Me puedo ver bien al espejo y me siento bien conmigo misma. Eso dijo Carmen Aristegui hace cinco años, en un momento en que sus principios estaban en la balanza y fue congruente. Con más experiencia, más prestigio y, quizás, más en juego, hoy puede decir lo mismo.
En México el periodismo es una profesión devaluada. Acaso como muchas otras. Plagada de pequeños y grandes actos de corrupción, repleto de simulaciones, llena de riesgos y dilemas. Acaso como muchas otras.
Por su naturaleza y su capacidad de influencia, en la historia del periodismo abundan casos de contubernios y complicidades entre quienes detentan concesiones o propiedades de los medios y quienes detentan el poder, entre quienes ejercen periodismo y quienes ejercen el poder.
En ese camino, algunos derechos y libertades han quedado a la deriva, como los derechos de las audiencias, por ejemplo, o los derechos de quienes ejercemos el periodismo.
En México, me recuerda el maestro en comunicación Jorge Martínez, la figura del periodista no existe, jurídicamente hablando. De igual manera, es uno de los pocos países en el mundo en el que la o el periodista ejerce sin una definición de sus derechos y obligaciones.
Asimismo, prosigue, México es uno de los países donde no están definidos los derechos y obligaciones de los medios de comunicación concesionados a particulares, en materia de libertad de expresión, pluralidad y derecho a la información.
Todo eso y más es lo que quedó en evidencia con la cancelación del contrato laboral que la periodista Carmen Aristegui sostenía con la empresa W Radio, propiedad del grupo Televisa en sociedad con el Grupo Prisa, empresa española que publica el periódico El País y que es dueño de la editorial Santillana.
Carmen Aristegui es sin duda una de las periodistas más prestigiadas en nuestro país. Y en una profesión devaluada decir eso es decir mucho.
Con una amplia trayectoria en el periodismo, se le considera una periodista inteligente, capaz, talentosa, valiente, incisiva, crítica. Y una persona honesta y ética. Lo cual, en nuestro país, también es decir mucho.
Por ello, precisamente por ello, Carmen es una periodista incomoda.
Tanto, que justo en el momento en que su programa noticioso Hoy por Hoy detentaba uno de los niveles de raiting más altos, la sacan del aire, argumentando «un nuevo modelo editorial».
¿Desde cuándo –se preguntó en su artículo Lorenzo Meyer– una empresa radiofónica considera incompatibles sus «modelos» con un buen raiting?
Desde que una empresa se topa con una periodista incómoda que cree en el derecho de las audiencias a estar informadas, a conocer.
Carmen, difundió por primera vez las grabaciones entre el góber precioso, Mario Marín, y Kamel Nacif, que evidenciaban el contubernio entre ambos para acallar a Lydia Cacho, otra valiente periodista que denunció las redes de poder que protegen la pederastia en México.
Total, que en uso de su libertad de expresión y en ejercicio de un periodismo ético, responsable y profesional, molestó, incomodó, estorbó a los dueños de la empresa para la que trabajaba que, por supuesto, tienen intereses lo suficientemente fuertes como para querer quedar bien con el gobierno en turno; es decir, para cambiar «el modelo editorial».
El gran periodista Riszard Kapuscinski dijo en una ocasión que «la conquista de cada pedacito de nuestra independencia exige una batalla».
Y a menudo hay que dar esa batalla con nosotras, nosotros mismos.

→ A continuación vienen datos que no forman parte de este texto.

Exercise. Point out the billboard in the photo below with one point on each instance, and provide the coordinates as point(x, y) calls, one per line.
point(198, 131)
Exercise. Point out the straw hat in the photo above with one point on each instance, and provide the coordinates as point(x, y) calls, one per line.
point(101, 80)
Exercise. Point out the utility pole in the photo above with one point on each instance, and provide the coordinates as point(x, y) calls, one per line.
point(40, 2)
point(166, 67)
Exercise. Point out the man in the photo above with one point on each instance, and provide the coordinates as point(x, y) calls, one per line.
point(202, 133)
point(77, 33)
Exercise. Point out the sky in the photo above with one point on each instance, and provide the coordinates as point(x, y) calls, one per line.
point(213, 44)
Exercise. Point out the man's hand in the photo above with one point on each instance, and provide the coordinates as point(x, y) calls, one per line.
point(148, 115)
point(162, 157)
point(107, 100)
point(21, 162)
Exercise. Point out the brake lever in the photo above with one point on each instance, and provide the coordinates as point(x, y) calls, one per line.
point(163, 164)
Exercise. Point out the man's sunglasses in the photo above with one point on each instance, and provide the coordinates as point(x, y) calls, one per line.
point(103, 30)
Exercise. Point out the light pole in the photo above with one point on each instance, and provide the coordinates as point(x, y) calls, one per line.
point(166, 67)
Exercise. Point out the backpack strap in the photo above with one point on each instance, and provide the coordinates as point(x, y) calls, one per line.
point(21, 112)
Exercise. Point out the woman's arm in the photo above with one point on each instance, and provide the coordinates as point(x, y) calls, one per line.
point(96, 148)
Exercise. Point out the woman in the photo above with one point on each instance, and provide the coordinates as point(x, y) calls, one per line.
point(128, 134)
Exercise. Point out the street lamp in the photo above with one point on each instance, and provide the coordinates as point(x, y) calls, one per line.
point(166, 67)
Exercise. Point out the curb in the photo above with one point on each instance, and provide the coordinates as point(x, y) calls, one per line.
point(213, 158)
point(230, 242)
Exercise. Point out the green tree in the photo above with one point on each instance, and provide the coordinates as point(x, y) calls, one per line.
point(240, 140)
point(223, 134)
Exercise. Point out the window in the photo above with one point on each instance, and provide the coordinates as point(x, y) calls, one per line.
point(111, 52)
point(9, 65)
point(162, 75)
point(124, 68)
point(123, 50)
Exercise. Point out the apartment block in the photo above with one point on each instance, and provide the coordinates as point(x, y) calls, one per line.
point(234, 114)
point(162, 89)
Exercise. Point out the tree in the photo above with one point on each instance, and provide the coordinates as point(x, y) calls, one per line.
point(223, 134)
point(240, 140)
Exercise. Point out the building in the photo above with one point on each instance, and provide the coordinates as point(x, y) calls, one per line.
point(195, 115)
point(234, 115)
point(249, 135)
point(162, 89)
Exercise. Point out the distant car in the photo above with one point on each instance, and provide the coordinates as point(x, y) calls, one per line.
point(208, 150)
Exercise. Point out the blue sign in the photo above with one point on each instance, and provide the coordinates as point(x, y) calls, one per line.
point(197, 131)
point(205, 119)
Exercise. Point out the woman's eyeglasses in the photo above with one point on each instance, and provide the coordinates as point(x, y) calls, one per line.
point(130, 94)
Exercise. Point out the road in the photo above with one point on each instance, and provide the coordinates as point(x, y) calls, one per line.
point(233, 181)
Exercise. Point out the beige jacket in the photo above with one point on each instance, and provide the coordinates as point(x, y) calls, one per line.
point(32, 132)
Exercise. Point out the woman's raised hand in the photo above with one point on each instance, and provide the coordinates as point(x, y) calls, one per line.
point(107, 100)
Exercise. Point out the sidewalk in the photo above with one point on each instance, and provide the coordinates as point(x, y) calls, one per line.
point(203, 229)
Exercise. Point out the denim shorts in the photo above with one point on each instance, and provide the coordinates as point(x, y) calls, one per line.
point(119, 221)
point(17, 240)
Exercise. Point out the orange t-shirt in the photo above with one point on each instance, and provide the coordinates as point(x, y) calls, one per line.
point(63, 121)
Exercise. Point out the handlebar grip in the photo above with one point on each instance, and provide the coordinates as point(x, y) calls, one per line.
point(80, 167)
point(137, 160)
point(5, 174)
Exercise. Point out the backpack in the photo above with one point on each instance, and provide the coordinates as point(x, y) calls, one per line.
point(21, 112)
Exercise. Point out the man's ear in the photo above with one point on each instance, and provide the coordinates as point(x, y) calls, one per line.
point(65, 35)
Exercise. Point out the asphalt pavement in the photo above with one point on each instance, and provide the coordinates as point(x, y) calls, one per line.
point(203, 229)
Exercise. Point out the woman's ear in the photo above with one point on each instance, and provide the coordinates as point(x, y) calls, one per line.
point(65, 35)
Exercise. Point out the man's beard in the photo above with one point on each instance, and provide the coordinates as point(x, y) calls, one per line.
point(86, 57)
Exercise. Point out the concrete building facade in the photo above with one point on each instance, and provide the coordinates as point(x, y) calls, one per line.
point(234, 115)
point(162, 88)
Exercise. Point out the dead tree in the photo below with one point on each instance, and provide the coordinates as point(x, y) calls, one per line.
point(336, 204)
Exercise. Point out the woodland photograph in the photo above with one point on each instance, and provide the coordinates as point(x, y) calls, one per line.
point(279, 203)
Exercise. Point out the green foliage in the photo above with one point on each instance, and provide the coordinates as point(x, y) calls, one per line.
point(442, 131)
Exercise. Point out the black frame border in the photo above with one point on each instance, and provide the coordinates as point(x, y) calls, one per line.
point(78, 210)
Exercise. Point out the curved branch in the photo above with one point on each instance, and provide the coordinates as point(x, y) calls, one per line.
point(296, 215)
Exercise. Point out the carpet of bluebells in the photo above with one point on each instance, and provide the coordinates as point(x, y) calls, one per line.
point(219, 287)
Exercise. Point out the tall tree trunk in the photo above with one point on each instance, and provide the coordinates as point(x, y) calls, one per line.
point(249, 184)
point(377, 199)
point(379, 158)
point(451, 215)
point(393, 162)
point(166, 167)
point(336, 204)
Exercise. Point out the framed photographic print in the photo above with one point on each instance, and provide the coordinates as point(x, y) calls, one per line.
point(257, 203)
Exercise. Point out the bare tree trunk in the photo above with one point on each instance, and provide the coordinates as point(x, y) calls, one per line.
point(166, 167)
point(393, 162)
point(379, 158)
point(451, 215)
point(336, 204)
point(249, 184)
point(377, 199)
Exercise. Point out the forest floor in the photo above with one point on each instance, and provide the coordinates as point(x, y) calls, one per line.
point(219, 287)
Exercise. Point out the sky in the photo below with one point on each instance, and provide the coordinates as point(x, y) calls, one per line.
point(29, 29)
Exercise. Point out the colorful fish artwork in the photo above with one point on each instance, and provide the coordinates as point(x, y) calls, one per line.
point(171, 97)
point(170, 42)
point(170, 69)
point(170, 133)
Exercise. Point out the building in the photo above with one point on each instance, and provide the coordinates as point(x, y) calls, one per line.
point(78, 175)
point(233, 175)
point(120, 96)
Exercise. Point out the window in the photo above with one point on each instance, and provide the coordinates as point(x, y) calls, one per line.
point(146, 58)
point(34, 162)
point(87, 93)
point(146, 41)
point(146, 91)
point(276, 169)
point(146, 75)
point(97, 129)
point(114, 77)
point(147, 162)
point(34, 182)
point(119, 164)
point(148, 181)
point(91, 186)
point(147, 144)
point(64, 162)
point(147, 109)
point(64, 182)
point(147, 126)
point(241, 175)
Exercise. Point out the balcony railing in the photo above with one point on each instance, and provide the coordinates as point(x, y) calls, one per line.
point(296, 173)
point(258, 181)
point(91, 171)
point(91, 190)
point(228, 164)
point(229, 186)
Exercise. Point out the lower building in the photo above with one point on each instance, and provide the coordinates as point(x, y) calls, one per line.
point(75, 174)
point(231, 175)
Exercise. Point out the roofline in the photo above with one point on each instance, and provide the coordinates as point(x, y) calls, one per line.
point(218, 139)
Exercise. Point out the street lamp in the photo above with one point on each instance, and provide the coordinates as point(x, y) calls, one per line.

Tener muy claro qué sí puede negociarse y qué no.
Sólo cuando no negociamos con nuestros principios podemos mirarnos al espejo y sentirnos bien, aunque parezca que el mundo va en sentido contrario.
Carmen Aristegui me lo recordó, como me lo recordó durante dos años Lydia Cacho.
* Periodista y feminista mexicana en Quinta Roo, integrante de la Red Internacional con Visión de Género.